AstraZeneca Q1 2025: Performance Catalysts Explode, $1.8 Billion in Revenue from China Market

On April 29, AstraZeneca announced its Q1 2025 financial report, with total quarterly revenue of $13.588 billion (+10%), of which product revenue was $12.875 billion (+9%), driven primarily by double-digit growth in oncology and biopharmaceuticals.

By regional distribution, Q1 2025 revenue from the U.S. market was $5.646 billion (+10%), while revenue from China was $1.805 billion (+5%), accounting for 13% of AstraZeneca's global market share.

In oncology, the best-selling Tagrisso (Osimertinib) achieved a quarterly sales revenue of $1.679 billion (+8%); Imfinzi (Durvalumab), Lynparza (Olaparib), Calquence (Acalbrutinib), and Enhertu (Trastuzumab deruxtecan) also saw growth; with the addition of regions handled by Taiho Pharmaceutical, Enhertu's global sales for Q1 2025 were $1.086 billion.

Among new products launched in the past two years, the globally first-in-class AKT inhibitor Truqap (Capivasertib) showed strong growth, with Q1 2025 sales reaching $132 million; AstraZeneca’s second ADC product, Datroway (Daratumumab), is still in its early stages, with Q1 2025 sales of $4 million.

At the time of the earnings release, AstraZeneca also announced the termination of the Phase III CAPItello-280 study, which aimed to evaluate Truqap (Capivasertib) in combination with docetaxel and androgen deprivation therapy (ADT), comparing it to docetaxel and ADT combined with a placebo in metastatic castration-resistant prostate cancer (mCRPC) patients.

The CAPItello-280 study was a global, randomized, double-blind Phase III trial involving 1,033 mCRPC patients whose disease continued to progress despite ADT treatment. The primary endpoints were radiographic progression-free survival (rPFS) and overall survival (OS) as assessed by investigators.

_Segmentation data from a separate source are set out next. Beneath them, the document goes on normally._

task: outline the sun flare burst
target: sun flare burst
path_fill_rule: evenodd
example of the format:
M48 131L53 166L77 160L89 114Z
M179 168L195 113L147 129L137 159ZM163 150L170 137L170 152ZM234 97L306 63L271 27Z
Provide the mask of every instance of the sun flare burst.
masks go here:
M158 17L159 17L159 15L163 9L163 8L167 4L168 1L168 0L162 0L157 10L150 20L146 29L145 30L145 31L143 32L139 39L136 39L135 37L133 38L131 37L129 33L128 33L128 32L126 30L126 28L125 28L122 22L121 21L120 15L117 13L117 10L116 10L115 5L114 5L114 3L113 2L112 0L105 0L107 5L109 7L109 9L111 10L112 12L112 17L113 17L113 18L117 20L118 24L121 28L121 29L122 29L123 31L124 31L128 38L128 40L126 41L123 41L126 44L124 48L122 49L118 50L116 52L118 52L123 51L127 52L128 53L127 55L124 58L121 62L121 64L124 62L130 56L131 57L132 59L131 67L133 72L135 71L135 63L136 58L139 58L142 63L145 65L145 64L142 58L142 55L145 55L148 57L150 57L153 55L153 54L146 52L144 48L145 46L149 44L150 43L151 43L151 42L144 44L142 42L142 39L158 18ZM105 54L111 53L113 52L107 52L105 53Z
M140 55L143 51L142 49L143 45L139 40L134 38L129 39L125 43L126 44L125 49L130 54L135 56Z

AstraZeneca stated that the decision to terminate the CAPItello-280 study was based on the recommendation of the Independent Data Monitoring Committee (IDMC), which concluded after reviewing the pre-specified interim analysis data that the combination of Truqap was unlikely to meet the dual primary endpoints of rPFS and OS at the end of the study. Truqap’s safety profile was consistent with previous studies.

In the CVRM (Cardiovascular, Renal, and Metabolic) field, the cornerstone product Farxiga (Dapagliflozin) continued to perform well, with Q1 2025 revenue of $2.058 billion (+16%). In the Respiratory and Immunology (R&I) field, the asthma drug Tezspire (Tezepelumab) showed impressive growth, with Q1 2025 revenue of $217 million (+85%).

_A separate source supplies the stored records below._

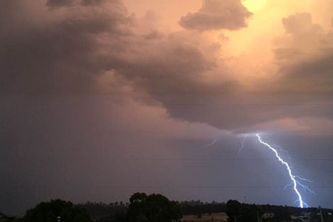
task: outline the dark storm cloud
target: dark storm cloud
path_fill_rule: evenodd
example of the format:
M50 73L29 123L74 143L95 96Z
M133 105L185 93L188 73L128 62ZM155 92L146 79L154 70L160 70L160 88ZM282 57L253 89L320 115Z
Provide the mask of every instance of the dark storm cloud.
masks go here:
M75 0L47 0L46 4L50 8L70 6Z
M17 9L23 6L7 7L7 10L20 13ZM130 35L125 27L130 20L125 6L118 1L108 1L105 6L110 11L105 12L98 6L69 6L64 15L57 14L57 9L45 12L43 8L37 11L31 8L22 18L26 21L24 25L7 18L8 24L15 23L18 28L16 31L11 30L10 25L1 28L8 33L1 37L4 42L0 54L1 93L94 92L96 76L116 66L118 59L113 57L123 49L122 40ZM35 13L42 21L30 22L29 13ZM106 62L99 59L102 43L98 37L101 35L113 40L108 43L113 50L108 52Z
M203 0L198 12L181 17L179 23L186 29L200 31L235 30L246 27L251 15L239 0Z

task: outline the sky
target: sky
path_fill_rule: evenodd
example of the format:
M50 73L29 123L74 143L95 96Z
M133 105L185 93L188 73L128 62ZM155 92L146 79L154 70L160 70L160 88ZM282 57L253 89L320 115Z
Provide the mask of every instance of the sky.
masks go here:
M256 133L333 208L332 8L0 0L0 211L136 192L298 206Z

AstraZeneca CEO Pascal Soriot said during the earnings release: “Our strong growth momentum has continued into 2025, and we are now entering an unprecedented period rich in catalysts. This year, we have already announced five positive Phase III study results, including the highly anticipated DESTINYBreast09 study of Enhertu, as well as the SERENA-6 study of camizestrant and the MATTERHORN study of Imfinzi; the latter two studies will be presented at the 2025 ASCO Annual Meeting, highlighting the significance of these data in the oncology field.

Our company is firmly committed to investing and developing in the U.S., and we will continue to benefit from our broad range of revenue sources and global production footprint, including 11 manufacturing sites in the U.S. covering small molecules, biologics, and cell therapies. In addition, we plan to further invest in U.S. production and R&D, leveraging two large R&D centers located in Gaithersburg, Maryland, and Cambridge, Massachusetts. Overall, we are making progress towards our ambitious goal of achieving $80 billion in total revenue by 2030.”